There is something almost sci-fi about Orthopedic Associates, the prominent local joint ‘n bone shop with garages in Poughkeepsie, Kingston, and Rhinebeck. It begins at the computerized induction terminals with insurance-card scanning. It proceeds from there with a kink-free, unbroken sense of managed experience and patient custody.
Perhaps it is the clean, labyrinthine complexity of the floor plan, the continuum of care represented in the musculoskeletal design of the facility, sight lines controlled with an almost Disney-like attention to the integrity and confidence of the patient experience.
It is the color-coded waiting areas and signage, the synchronized, station-to-station circulatory flow of a typical visit in which the patient is handed from scrubbed personnel to personnel in a spatial dramatization of a medical decision-tree, deposited in waiting areas, fetched by a new face that already knows your name and progress: tagging by joint of complaint, fact-gathering and date entry, preemptive scans, consultation and diagnosis, treatment plan, and discharge.
There is a feeling of no cracks to fall through. Behind the scenes, the articulation of payers and payees is tested and cleared with at least the same attention to detail.

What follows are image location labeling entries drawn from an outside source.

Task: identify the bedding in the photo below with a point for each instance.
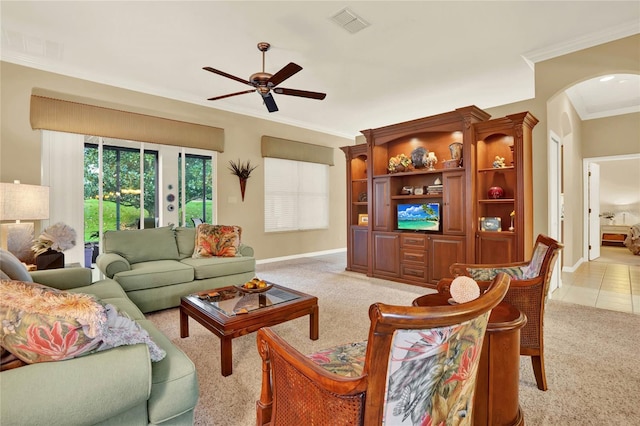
(632, 242)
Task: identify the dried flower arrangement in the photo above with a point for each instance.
(58, 237)
(240, 169)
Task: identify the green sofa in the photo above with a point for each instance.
(118, 386)
(155, 266)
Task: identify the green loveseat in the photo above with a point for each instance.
(155, 266)
(118, 386)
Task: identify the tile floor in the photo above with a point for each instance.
(603, 285)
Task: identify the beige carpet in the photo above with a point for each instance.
(591, 354)
(620, 255)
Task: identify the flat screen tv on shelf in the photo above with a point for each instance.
(419, 217)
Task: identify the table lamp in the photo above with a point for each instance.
(21, 202)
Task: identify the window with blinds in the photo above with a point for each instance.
(296, 195)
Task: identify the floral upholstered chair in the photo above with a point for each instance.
(418, 367)
(528, 292)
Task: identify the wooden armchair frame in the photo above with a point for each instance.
(297, 391)
(528, 295)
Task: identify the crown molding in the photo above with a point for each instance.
(594, 39)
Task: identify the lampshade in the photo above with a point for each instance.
(19, 201)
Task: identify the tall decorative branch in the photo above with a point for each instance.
(243, 171)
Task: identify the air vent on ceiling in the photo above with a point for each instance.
(348, 20)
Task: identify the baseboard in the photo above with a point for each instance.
(301, 255)
(574, 267)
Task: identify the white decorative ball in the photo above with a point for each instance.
(464, 289)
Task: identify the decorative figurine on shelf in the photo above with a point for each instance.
(431, 161)
(498, 162)
(495, 192)
(399, 163)
(456, 152)
(419, 157)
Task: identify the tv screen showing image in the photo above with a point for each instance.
(419, 217)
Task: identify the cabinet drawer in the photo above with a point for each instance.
(415, 273)
(413, 256)
(414, 241)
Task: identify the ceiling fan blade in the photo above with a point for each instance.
(231, 94)
(301, 93)
(224, 74)
(270, 102)
(286, 72)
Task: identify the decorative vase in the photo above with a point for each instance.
(495, 192)
(419, 157)
(456, 151)
(243, 186)
(431, 161)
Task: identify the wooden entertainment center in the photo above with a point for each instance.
(475, 223)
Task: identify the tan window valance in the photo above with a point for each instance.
(298, 151)
(75, 117)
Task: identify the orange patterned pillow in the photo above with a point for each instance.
(217, 240)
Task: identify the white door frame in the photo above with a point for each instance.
(585, 197)
(554, 159)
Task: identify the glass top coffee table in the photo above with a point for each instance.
(229, 313)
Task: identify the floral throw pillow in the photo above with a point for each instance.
(42, 324)
(217, 240)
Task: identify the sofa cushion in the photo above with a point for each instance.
(142, 245)
(159, 273)
(110, 291)
(43, 324)
(174, 382)
(13, 268)
(220, 266)
(217, 240)
(46, 324)
(186, 240)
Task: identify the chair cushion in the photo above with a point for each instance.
(533, 270)
(217, 240)
(344, 360)
(142, 245)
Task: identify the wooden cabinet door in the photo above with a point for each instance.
(359, 253)
(443, 252)
(453, 220)
(381, 205)
(386, 254)
(495, 247)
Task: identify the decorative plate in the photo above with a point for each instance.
(254, 290)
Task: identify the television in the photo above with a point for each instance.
(419, 217)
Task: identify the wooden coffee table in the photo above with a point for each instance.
(231, 314)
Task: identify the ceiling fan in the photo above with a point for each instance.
(264, 83)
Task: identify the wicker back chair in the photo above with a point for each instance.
(419, 365)
(528, 292)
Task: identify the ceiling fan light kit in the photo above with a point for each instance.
(264, 83)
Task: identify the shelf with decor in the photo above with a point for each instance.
(357, 207)
(503, 188)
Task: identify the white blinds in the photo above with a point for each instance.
(296, 195)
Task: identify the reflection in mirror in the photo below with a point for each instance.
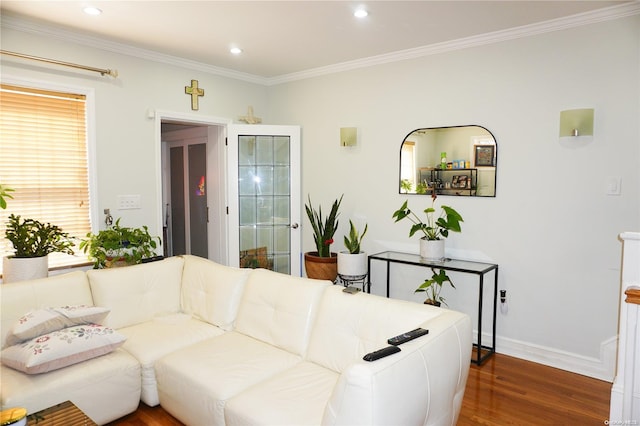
(457, 160)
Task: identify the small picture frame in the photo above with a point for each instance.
(484, 155)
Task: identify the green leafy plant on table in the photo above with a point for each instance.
(435, 226)
(433, 286)
(32, 238)
(119, 245)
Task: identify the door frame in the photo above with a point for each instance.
(216, 175)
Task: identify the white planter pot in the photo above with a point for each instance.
(23, 269)
(432, 249)
(352, 264)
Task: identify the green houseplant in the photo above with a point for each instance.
(32, 242)
(353, 261)
(119, 246)
(436, 227)
(4, 194)
(322, 263)
(433, 286)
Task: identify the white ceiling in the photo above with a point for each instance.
(281, 38)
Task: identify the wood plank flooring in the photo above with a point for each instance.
(504, 391)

In truth, this futuristic quality is common to all corporate, end-to-end medical specialty facilities with that one-stop, under-one-roof vibe. It is the opposite of a romanticized old-world office experience, where the maverick, clue-hunting Sherlock of a doctor sees beyond the textbooks and AMA guidelines and saves the day, your day.
Do you believe more in the latitude and prerogative of individual genius or in compounded, error-proof wisdom of tested systems? Do you experience this particular future as a triumph of design over disorder or a depersonalized, post-industrial dystopia on whose scans your soul’s slickness will never show?
I was there to get my shoulder checked out. They think it is just bursitis.